If you want info on the XF head, search the forum, or Google.
Out of curiosity, how much HP does a stock 250 Aussie head have on it? I'm sure it's more than the US log head but this would be a great idea for anyone who just wants to look around for a large log head. And I'm probably gonna go with this idea since I've found a 77 Maverick parts car that has a 250 in it. hopefully it's the same year 250 in it and I can come away with a good 77 head.
The 250 as fitted to XY XA models was 155hp @ 4000 rpm. There was also a low compression engine that was rated at 138 hp @ 4000 rpm
Exactly what years would you say are the best suited to be called large log heads? Mid 70s and up? And does large log head apply to 250 heads only? If not, how much of a difference is there between a large log 200 vs. a large log 250?

Reason I ask is because there is a seller nearby who has a 75 250 motor he is parting out and am wondering if I should go for that head or keep trying to find a later 250 or 200 head.
Ford started offering the large log heads in '69 on the 200ci and 250ci, however the intake volumes changed over the years. Unfortunately I don't have specs for the 75-76 heads, but I think they were 1240cc's.

69-74 - 1240cc
77-80 - 1345cc
250 ci
69-74 - 1240cc
77-80 - 1345cc
80-up - 1420cc
I don't know the first thing about small sixes, but just looking at the specs it would appear that about the same year that the log volume went from 1100 to 1240, the head volume went up. Does that mean that to get the factory head that can be modified to flow good numbers, you'll still be stuck with an open-chamber smogger head with no squish? I ask in pure ignorance.
Well then, would a good alternative be to pick the head (presumably an early one) looking only for the best chamber shape . . . and then cut off the restrictive log, leaving short stubs to which you could braze flanges, and weld up whatever kind of manifold you want from exhaust U-bends? You could open up the stubs somewhat. Mike's findings are interesting and surprising, but why bother with the log at all, when you could delete it with a sawzall, get the stubs milled flat, and if you don't weld, take the head to your nearest tech school and have one of the more advanced welding students braze flanges to the stubs? Make one more flattening cut to the faces of the flanges, and you have a closed chamber head all ready for a home-brewed I.R. intake. Still nothing like as nice as the aluminum head, but at least it's low-buck, and doesn't look "factory-stock". :thumbdown:

I was thinking about doing a small-six head in this way, just for fun and maybe to sell, a while back. My pal with a machine shop "gave" me a head (year unknown) that was lying around. Unfortunately, I fooled around and the scrap-man saw it and thought it was for him, and "poof". So what year heads have the "best" combustion chambers (small chamber, big squishband, fixable ports)?

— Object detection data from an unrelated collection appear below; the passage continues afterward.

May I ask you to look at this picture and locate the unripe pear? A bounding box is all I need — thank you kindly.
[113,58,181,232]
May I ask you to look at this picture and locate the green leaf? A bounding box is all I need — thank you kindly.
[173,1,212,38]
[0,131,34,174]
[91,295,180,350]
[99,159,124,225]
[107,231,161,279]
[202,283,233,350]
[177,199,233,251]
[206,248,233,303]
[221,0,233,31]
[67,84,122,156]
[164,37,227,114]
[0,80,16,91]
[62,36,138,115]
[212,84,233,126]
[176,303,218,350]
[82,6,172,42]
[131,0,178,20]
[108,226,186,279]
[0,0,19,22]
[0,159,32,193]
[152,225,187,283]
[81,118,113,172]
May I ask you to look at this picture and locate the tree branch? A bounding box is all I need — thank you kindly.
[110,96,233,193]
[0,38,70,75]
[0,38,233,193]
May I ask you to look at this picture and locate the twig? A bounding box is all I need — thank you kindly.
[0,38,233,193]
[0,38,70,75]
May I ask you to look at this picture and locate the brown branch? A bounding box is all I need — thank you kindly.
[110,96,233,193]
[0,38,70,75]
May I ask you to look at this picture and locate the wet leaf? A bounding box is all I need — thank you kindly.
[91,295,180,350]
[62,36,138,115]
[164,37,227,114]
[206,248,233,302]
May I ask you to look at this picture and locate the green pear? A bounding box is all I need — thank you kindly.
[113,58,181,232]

You didn't make that run with street tires, did you?
Seattle Smitty, you just described what is possible with a 250 2V Australian head, which the CI alloy head is based on.
So do you think it would be worth my time to take the d5 head i and have it milled down. Would it be that much better than the c8 that's on my maverick now
Porting the head, milling log for a Holley 2bbl adapter, and milling head to raise compression will all give noticeable improvements. Bigger valves depend on how much you want to spend. From reading on the forum instead of the engine falling flat on its face at 4500rpm it should now rev to 6000rpm.

The later head with the larger log is a improvement in itself.

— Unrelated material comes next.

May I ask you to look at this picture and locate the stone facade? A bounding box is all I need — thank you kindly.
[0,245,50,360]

My head is a D8 with the larger log. Top is milled for Holley 2300 series 350cfm 2bbl, I have exhaust port divider installed, head was surfaced IIRC .020" to true it. I will be running turbo so didnt want to raise compression. My head is not ported but does have the larger valves but I dont remember now if I went 1.75" or 1.80" on intakes. I did go 1.50" on exhaust.
We recently added 1.46" exhaust valves to our inventory. Not only are they easier to install, recent flow testing showed that the 1.46" valves actually flowed better than the 1.50" valves, but only if the shrouding issues are not addressed. Deshrouding the 1.50" valves also increases the CC's just a tad, so you need to keep that in mind if your shooting for a specific C/R. Basically, if you have a tight budget, the 1.75/1.46" combo is the best way to go.